This is a detailed guide on how to set up validator monitoring for Cosmos-based blockchains using Prometheus and Grafana. This guide is for validators who need to set up basic monitoring of their nodes. This manual does not cover all possible monitoring options. To set up deeper monitoring, it is recommended to refer to the official documentation.
First, we need to set up the Prometheus server. It will collect all the node monitoring parameters. Prometheus is a database that feeds various diagnostic parameters in near real time. To install the Prometheus server, it is strongly recommended to allocate a separate server, of course, you can run it along with other programs, but the performance of such a system may be impaired. It is strongly not recommended to run Prometheus on the same server as a sentry or validator, as this will lead to unnecessary load on the server, and the lack of system resources in turn will lead to block skipping. First of all, let's start the installation by updating the OS and installing security software: fail2ban It won't solve every possible security problem, but it's better than doing nothing at all.

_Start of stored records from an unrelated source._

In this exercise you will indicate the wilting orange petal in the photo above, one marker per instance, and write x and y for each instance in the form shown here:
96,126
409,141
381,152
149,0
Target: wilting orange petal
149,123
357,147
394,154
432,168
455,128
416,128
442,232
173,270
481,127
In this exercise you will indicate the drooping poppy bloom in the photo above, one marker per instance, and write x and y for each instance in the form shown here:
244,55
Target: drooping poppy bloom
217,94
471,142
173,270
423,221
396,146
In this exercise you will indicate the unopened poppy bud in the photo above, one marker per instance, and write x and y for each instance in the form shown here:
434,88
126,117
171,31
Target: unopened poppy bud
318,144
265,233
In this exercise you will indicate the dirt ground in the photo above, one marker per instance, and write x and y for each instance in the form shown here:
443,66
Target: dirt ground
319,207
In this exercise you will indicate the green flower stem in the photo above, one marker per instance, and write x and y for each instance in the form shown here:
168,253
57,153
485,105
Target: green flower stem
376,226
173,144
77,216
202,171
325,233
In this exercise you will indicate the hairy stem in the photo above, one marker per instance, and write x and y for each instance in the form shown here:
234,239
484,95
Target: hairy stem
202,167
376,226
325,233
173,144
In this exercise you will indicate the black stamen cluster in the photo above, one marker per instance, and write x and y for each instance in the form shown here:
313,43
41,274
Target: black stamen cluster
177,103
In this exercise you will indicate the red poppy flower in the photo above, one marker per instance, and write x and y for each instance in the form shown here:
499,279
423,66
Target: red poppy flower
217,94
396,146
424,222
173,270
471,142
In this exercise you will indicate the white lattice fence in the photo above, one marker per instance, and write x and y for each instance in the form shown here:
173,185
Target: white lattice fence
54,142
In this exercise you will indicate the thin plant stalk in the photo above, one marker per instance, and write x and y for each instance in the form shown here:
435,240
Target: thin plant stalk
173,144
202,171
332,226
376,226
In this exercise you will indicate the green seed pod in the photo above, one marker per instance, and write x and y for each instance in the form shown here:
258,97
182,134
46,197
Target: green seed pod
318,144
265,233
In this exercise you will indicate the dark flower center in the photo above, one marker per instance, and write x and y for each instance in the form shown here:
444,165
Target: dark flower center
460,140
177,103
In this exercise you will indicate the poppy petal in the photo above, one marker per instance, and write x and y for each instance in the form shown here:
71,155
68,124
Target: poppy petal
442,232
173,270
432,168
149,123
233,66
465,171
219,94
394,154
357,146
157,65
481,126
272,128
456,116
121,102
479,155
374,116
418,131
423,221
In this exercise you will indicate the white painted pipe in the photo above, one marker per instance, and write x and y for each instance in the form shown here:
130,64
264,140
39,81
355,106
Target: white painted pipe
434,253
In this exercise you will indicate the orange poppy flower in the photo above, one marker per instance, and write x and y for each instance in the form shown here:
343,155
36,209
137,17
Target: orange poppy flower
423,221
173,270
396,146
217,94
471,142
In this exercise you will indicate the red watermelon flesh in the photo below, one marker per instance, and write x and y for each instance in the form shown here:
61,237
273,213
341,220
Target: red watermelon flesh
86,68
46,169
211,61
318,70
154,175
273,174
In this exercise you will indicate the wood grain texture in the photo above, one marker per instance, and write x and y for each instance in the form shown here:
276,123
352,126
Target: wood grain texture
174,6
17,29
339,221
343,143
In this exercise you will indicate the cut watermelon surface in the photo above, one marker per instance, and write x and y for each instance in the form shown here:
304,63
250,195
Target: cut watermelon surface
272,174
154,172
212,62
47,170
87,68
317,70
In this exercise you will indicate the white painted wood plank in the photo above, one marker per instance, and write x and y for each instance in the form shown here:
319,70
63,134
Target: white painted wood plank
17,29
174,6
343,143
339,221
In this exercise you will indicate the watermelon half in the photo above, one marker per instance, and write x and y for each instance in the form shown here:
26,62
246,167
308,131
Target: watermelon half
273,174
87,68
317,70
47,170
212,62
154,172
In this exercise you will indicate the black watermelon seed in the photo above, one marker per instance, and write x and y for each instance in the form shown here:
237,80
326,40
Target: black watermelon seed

sudo apt-get update -y && sudo apt-get upgrade -y && sudo apt install fail2ban -y
During the installation of updates to these packages, you may occasionally see a purple screen. Just press the ENTER button. After updating the Linux OS, create the prometheus user that will be used to run Prometheus.
sudo groupadd --system prometheus
sudo useradd -s /sbin/nologin --system -g prometheus prometheus
Let's remove everything unnecessary, and then download and install Prometheus.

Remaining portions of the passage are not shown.